The search in this case is for love, true love. In The Lobster’s second half, David ends up in the forest and meets the Short-Sighted Woman. He also meets the Loner Leader (Léa Seydoux), an extremist on the opposite side of the political spectrum. It is fascinating to see how Lanthimos finds ways to criticize everyone, from stone-cold hypocrites doing everything to maintain their status quo to nihilistic revolutionaries who also have a personal agenda and a set of strict rules. Sex is not allowed among the rebels either, but the rules encompass love or any sort of physical contact, an evident refusal to abide by the hotel rules at all costs. Besides that, they must dig their own graves. “Memento mori,” they seem to say.
As David begins to fall in love (or believe that he is falling in love), Lanthimos’ thesis is fully shaped. No matter how pure or innocent his connection with the Short-Sighted Woman is (they become bound by music, rabbits and a sign language they invent), people will always look for things they have in common. This is, of course, a satirical exaggeration, but not that far from reality. Even in our world, it is very hard to find those who are truly open to accepting each other’s differences — and find love precisely in them.
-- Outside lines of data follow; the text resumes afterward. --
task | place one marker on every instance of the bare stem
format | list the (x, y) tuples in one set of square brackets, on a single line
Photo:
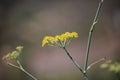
[(75, 63), (90, 35)]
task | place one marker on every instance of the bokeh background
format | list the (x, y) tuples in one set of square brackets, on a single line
[(26, 22)]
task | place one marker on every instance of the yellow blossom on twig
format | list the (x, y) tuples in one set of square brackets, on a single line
[(59, 40)]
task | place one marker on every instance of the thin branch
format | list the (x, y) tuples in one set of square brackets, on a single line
[(75, 63), (94, 63), (90, 35)]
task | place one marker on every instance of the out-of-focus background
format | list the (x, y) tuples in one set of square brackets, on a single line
[(26, 22)]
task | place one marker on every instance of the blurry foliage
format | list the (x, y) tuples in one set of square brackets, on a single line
[(113, 67)]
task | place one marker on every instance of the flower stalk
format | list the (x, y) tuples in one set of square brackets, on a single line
[(90, 35)]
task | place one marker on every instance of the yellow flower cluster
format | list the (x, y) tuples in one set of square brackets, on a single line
[(13, 55), (59, 40)]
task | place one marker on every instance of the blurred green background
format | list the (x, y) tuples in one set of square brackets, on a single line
[(26, 22)]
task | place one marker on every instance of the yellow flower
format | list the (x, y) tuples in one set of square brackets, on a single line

Beautifully edited (especially in a masturbation scene that ends in torture) and filmed almost entirely using natural light (which helps make everything look colorless and bleak), The Lobster is wonderful food for thought like any good representative of the Greek Weird Wave. But above all, it is an intelligent and tragic philosophical essay that recognizes that even if you try to escape and remove yourself from the ugliness of society, society always finds you.